Solr and full text search

One of the biggest complaints that I get from users is that search with Mail-in-a-Box sucks. So I decided to do some searching and ran across this. @tanc, I’m wondering why you run Solr as a docker container rather than building it? How much RAM/CPU does Solr use? I’m running on a Linode nanode so I’m not sure it can handle a java app. And a related question is, why does Ubuntu include a package dovecot-solr but no package for solr? Puzzling.

Only slightly related but GitHub - slusarz/dovecot-fts-flatcurve: Dovecot FTS Flatcurve plugin (Xapian) might be a bit lighter and is the default FTS from Dovecot CE 2.4 and onwards.

SOLR is the open source solution for full text search indexing maintained by Dovecot

https://doc.dovecot.org/configuration_manual/fts/#searching-in-dovecot

Another email/server appliance (using Docker) is Cloudron. Their instructions for setting up SOLR suggest the mail service be given 3GB of memory.

https://docs.cloudron.io/email/#full-text-search

I haven’t found this necessary myself so I can’t comment from actual use.

The dovecot doco doesn’t look like it has been updated for 2.4.

FTS Flatcurve will become the default Dovecot Community Edition (CE) FTS driver in v2.4 (merged into Dovecot core in April 2022).

FTS Flatcurve will continued to be maintained separately in GitHub for backwards support with Dovecot CE v2.3.x. However, it is possible that configuration and features may differ between this v2.3 code and core v2.4 code.

Interesting to see this updated approach. Thanks.

Yes, very interesting. I wonder if the MIAB team would consider implementing this as a backport when 2.4 is finally released.

We may be waiting until the next Ubuntu version 26.04.
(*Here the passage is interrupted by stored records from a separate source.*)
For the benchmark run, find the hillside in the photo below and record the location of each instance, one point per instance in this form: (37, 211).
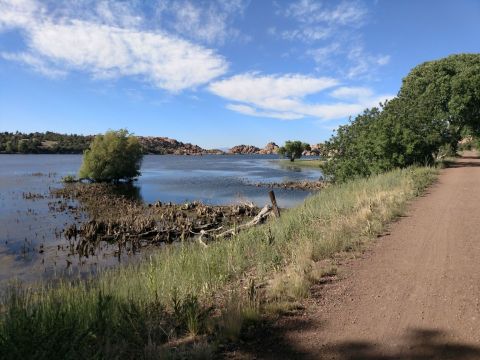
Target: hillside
(54, 143)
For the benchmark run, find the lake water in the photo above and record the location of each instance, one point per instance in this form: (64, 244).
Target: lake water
(31, 246)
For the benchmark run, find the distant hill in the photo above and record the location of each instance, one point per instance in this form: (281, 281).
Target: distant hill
(54, 143)
(270, 148)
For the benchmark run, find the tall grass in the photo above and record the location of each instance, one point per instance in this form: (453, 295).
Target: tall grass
(189, 291)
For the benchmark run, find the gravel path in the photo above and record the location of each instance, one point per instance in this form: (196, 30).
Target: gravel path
(414, 295)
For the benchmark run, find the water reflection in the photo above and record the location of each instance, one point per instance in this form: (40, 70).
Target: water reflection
(32, 245)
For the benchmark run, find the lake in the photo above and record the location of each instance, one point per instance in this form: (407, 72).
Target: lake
(31, 245)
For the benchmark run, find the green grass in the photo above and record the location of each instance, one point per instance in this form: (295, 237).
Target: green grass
(303, 163)
(192, 292)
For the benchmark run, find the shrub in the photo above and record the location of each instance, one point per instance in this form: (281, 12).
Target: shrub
(112, 157)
In the past I’ve been using this: GitHub - grosjo/fts-xapian: Dovecot FTS plugin based on Xapian However, I’m not sure it’s working. At least it produces entries in the logging :wink:
How do you see that your search has bad results?

Interesting – did you use the suggested configuration?

I have this

root@box:/etc/dovecot/conf.d# cat 90-plugin-fts.conf
plugin {
  plugin = fts fts_xapian

  fts = xapian
  fts_xapian = partial=3 full=20 verbose=0

  fts_autoindex = yes
  fts_enforced = yes

  fts_autoindex_exclude = \Trash
  fts_autoindex_exclude2 = \Junk
  fts_autoindex_exclude3 = \Spam

  fts_decoder = decode2text
}

service indexer-worker {
        vsz_limit = 2G
}

service decode2text {
   executable = script /usr/lib/dovecot/decode2text.sh
   user = dovecot
   unix_listener decode2text {
     mode = 0666
   }
}

Hmm. I wonder if it’s actually doing anything? I after installing dovecot-fts-xapian and adding the configuration file, I ran doveadm index -A -q \* as the github page says and the command finished more or less instantaneously. I also don’t see the bump in CPU usage I would expect if it were indexing in the background.

You can set verbose=2 and have all kinds of stuff in the log. Maybe that helps?
But I have the same issue. I don’t know if it’s actually working. Perhaps if I do some tests on with versus without the plugin, I’ll see a difference.

The -q option schedules the indexing, but it might not be run directly. Remove it to run the indexing right away.